2. If the recipe uses baking powder the cookie will have a cakey texture, for chewy, American style texture use bicarb or a combination of both.
3. Brown sugar is used in this recipe for its richer flavor and dark colour. It retains moisture better than caster sugar, to keep the cookies chewy and dense.
4. The cookies should be removed from the oven barely cooked. Keep checking, as soon as the edges are remotely golden and firm take your batch from the oven. They will firm up far more than seems possible. These produce the chewy American style cookie, leave them in oven longer will produce and hard, crumbly biscuit-esc delight.


The recipe is from Eric Lanlard’s ‘Home Bake’
  • Make the cookies roughly the same size, this makes them uniform in texture and colour once baked.
  •  If freezing the dough, put the dough into a Tupperware and defrost totally before use. Once frozen, the chocolate chunks in the dough melt more in the oven than if the dough is just chilled, so there is less contrasting textures of the chewy dough and hard chocolate.  

Makes about 20
175g unsalted butter, melted,plus extra for greasing
250g plain flour
½ tsp bicarbonate of soda
½ tsp salt
200g soft dark brown sugar
100g caster sugar
2 tsp vanilla extract
1 egg
1gg yolk
300g chocolate, chopped into chunks 
  1.  Preheat the oven to 170oc/325F/gas mark 3. Grease two trays with butter and line with baking paper
  2. Sift the flour, bicarbonate of soda and salt into a large bowl. Set aside.

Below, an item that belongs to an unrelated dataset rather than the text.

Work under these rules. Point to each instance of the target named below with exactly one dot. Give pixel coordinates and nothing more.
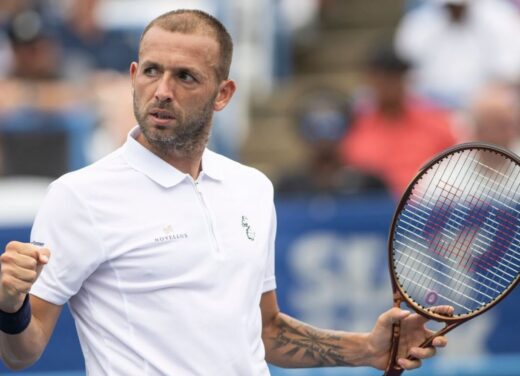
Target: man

  3.  Cream the melted butter, brown sugar and caster sugar together in a medium bowl, using an electric hand whisk until well blended. This will not end up light and fluffy like usual cake mixtures,  when you add the egg it will start to transform to a lighter mixture
  4.  Beat in the vanilla, egg and egg yolk until light and creamy
  5.  Add the sifted ingredients and mix until just blended, stir in the chocolate by hand using a wooden spoon
  6.  Drop the dough on to the prepared baking trays, a teaspoon size of dough will produce a good sized cookie but each cookie could be up to two table spoons of dough. Do not flatten the dough, the cookies will do that by themselves, leave space around them to spread
  7.  Bake in a preheated oven for 10 mins for teaspoon sized cookies. Up to 17 mins for larges cookies. Bake until the edges are lightly golden brown.
  8.  Cool on the baking tray for a few mins before transferring to a wire rack to cool completely, or eat them all warm before they get chance to cool down.